- Born: Anne Thonet 16 May 1908 Brussels, Belgium
- Died: 14 November 1960 (aged 52) Brussels, Belgium
- Known for: Painting

= Anne Bonnet =

Belgian painter

Anne Bonnet née Thonet (16 May 1908 – 14 November 1960) was a Belgian painter.

Bonnet was born in Brussels and began her studies in art in 1924, but abandoned them in 1926 on the death of her parents. In 1930, she married Louis Bonnet, a dealer in silk, and her financial situation allowed her to return to art. In 1936 she resumed art studies under Jacques Maes and held her first exhibition in 1938.

Originally influenced by realists such as James Ensor, she later adopted a geometric style of landscape painting, which became increasingly abstract, inviting comparisons with Paul Klee.

Her work was selected to be on show at the Documenta II exhibition in Kassel alongside other Belgian abstract artists like Henri Michaux, Michel Seuphor and Marc Mendelsohn.
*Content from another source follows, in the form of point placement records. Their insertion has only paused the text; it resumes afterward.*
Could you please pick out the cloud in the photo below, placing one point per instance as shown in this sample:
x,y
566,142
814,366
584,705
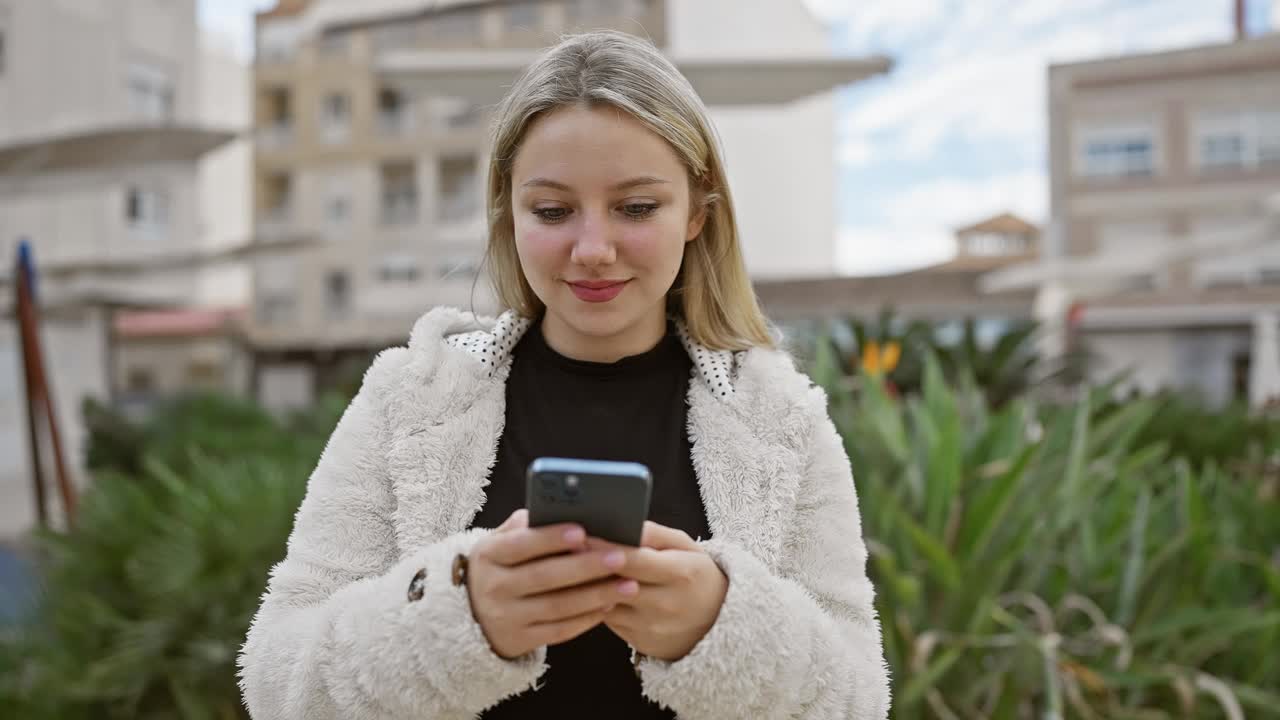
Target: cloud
x,y
981,76
918,224
965,109
855,151
232,19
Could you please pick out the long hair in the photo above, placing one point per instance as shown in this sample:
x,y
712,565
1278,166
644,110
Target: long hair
x,y
713,292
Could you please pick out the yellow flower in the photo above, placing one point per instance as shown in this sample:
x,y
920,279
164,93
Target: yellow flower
x,y
881,360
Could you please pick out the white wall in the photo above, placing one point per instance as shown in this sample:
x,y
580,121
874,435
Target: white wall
x,y
1147,354
224,176
782,174
781,159
67,62
78,217
732,28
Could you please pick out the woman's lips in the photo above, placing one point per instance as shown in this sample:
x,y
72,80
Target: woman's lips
x,y
597,291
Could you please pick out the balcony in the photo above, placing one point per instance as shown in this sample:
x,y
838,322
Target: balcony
x,y
275,136
277,223
398,210
396,123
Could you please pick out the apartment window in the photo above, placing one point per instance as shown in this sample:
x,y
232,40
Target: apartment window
x,y
278,196
1238,140
146,209
337,205
393,115
400,194
521,17
278,40
336,117
205,374
397,35
453,113
992,244
338,212
275,281
398,269
336,44
460,190
457,270
140,381
275,309
337,294
277,113
151,92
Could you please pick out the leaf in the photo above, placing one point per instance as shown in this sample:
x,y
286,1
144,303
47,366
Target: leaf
x,y
1133,565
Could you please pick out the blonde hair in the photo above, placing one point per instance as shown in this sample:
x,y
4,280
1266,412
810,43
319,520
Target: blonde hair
x,y
712,294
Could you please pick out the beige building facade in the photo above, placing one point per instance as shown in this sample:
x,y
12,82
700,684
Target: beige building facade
x,y
371,127
1164,246
101,136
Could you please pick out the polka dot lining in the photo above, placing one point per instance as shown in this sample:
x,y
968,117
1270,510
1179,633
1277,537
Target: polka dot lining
x,y
493,347
714,367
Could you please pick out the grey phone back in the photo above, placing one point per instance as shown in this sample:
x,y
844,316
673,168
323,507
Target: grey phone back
x,y
609,500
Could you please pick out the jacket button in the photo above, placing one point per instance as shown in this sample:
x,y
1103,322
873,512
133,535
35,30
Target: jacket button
x,y
417,586
460,570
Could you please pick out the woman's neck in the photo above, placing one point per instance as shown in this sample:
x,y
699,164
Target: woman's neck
x,y
636,338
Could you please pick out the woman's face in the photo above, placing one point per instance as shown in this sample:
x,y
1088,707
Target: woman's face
x,y
602,215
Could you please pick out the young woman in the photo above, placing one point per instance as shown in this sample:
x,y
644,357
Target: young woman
x,y
631,333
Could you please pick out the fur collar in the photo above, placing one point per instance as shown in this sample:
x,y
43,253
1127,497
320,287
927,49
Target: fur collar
x,y
494,340
749,423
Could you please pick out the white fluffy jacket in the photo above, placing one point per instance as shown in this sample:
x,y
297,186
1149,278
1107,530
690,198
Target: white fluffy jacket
x,y
405,472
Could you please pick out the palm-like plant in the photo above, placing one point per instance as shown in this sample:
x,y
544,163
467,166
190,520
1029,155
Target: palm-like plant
x,y
146,601
1038,563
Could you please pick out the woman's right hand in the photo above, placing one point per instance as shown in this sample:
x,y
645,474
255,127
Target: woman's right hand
x,y
531,587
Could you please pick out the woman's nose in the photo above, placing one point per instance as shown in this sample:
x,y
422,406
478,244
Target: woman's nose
x,y
594,244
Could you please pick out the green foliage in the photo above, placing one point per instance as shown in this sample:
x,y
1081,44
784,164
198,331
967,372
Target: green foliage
x,y
146,601
1052,561
1233,434
1091,559
1004,367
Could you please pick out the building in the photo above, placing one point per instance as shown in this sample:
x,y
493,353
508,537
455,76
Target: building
x,y
1165,231
942,294
100,151
169,352
371,131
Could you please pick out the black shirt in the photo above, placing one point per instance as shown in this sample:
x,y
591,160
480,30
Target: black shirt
x,y
631,410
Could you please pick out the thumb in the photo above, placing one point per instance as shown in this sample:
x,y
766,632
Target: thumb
x,y
517,520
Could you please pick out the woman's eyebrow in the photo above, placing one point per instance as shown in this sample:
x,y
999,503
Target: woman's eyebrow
x,y
624,185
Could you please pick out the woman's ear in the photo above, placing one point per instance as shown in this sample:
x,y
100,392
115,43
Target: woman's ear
x,y
698,218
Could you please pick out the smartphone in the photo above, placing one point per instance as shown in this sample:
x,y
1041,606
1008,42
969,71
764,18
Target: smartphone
x,y
609,500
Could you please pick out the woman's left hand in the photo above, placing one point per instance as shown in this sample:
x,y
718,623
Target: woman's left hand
x,y
677,593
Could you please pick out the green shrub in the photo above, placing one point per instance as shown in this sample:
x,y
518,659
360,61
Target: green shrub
x,y
1048,563
147,600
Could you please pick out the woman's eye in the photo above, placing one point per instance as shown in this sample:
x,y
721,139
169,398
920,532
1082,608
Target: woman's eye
x,y
552,214
639,210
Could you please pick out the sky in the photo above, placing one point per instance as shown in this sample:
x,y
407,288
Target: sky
x,y
956,132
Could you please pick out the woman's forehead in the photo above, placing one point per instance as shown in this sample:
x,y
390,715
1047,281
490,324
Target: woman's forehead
x,y
598,145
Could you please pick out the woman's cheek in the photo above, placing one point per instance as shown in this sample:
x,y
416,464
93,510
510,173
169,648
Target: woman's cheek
x,y
540,249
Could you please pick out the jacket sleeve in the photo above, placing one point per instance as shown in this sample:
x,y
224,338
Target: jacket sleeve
x,y
337,634
801,642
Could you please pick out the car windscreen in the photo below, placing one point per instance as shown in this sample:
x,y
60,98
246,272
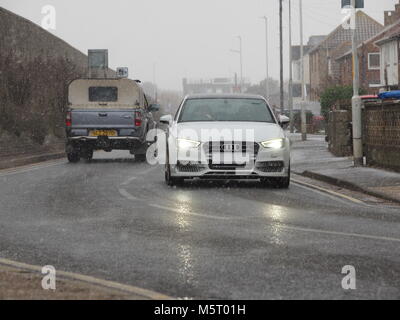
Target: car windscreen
x,y
220,109
103,94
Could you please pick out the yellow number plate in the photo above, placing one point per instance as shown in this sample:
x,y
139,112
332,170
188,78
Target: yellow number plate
x,y
108,133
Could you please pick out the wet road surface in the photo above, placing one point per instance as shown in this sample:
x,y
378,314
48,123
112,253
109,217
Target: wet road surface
x,y
117,220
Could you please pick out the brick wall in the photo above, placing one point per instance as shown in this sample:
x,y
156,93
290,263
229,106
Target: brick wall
x,y
367,76
382,134
392,16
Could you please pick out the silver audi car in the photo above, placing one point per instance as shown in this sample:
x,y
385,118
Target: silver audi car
x,y
226,136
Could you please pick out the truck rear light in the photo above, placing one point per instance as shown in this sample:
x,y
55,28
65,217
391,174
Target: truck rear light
x,y
138,119
68,119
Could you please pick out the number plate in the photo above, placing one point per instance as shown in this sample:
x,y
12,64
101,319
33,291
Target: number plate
x,y
107,133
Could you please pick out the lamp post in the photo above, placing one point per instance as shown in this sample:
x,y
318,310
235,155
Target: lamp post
x,y
266,59
356,100
290,69
303,93
240,52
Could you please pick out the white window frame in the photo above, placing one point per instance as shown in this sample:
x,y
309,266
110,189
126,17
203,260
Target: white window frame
x,y
369,61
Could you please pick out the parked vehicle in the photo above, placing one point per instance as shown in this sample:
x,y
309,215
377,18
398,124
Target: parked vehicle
x,y
247,141
107,114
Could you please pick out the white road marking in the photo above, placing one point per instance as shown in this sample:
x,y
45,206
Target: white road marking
x,y
336,194
177,210
91,280
29,168
127,195
126,182
338,233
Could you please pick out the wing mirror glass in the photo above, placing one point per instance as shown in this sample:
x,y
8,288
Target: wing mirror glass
x,y
167,119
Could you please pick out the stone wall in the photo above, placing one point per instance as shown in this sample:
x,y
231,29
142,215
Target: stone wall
x,y
35,69
339,133
382,134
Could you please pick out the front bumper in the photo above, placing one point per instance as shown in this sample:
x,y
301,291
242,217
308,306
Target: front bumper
x,y
266,163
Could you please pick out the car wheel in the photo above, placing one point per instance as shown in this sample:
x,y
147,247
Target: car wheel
x,y
73,157
171,181
281,183
140,157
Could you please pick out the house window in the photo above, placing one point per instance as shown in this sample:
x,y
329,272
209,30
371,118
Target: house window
x,y
374,61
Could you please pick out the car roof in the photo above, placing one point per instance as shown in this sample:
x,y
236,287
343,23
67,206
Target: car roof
x,y
224,96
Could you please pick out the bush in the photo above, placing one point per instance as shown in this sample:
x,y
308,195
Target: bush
x,y
338,96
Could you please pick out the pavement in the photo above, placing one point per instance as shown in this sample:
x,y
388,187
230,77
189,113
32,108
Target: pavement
x,y
116,220
311,158
25,159
22,284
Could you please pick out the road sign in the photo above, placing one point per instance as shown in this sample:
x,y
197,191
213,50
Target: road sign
x,y
359,3
122,72
98,59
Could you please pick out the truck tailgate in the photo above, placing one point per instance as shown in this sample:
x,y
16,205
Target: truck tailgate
x,y
103,118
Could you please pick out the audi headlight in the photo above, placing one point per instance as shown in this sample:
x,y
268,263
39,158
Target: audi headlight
x,y
274,144
187,144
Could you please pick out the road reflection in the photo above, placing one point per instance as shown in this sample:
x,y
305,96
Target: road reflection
x,y
278,215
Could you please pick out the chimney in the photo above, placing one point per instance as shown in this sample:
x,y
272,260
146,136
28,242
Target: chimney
x,y
392,16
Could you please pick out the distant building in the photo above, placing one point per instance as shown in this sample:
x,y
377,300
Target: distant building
x,y
312,106
378,58
215,85
324,67
296,65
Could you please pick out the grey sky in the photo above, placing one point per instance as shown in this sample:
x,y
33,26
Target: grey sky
x,y
186,38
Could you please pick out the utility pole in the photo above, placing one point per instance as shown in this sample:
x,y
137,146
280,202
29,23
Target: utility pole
x,y
266,59
290,69
303,110
281,54
241,61
155,93
356,100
She was represented by three artworks: Vestiges (1956), Vestiges Grises (1956) and Hélianthes (1957).

Exhibitions of her work have been frequent since her death, including a major series in 1963 at the Royal Museums of Fine Arts of Belgium and at the Art museums of Liège and Charleroi.

Her iconic La ville d'or is held by the Royal Museums of Fine Arts of Belgium.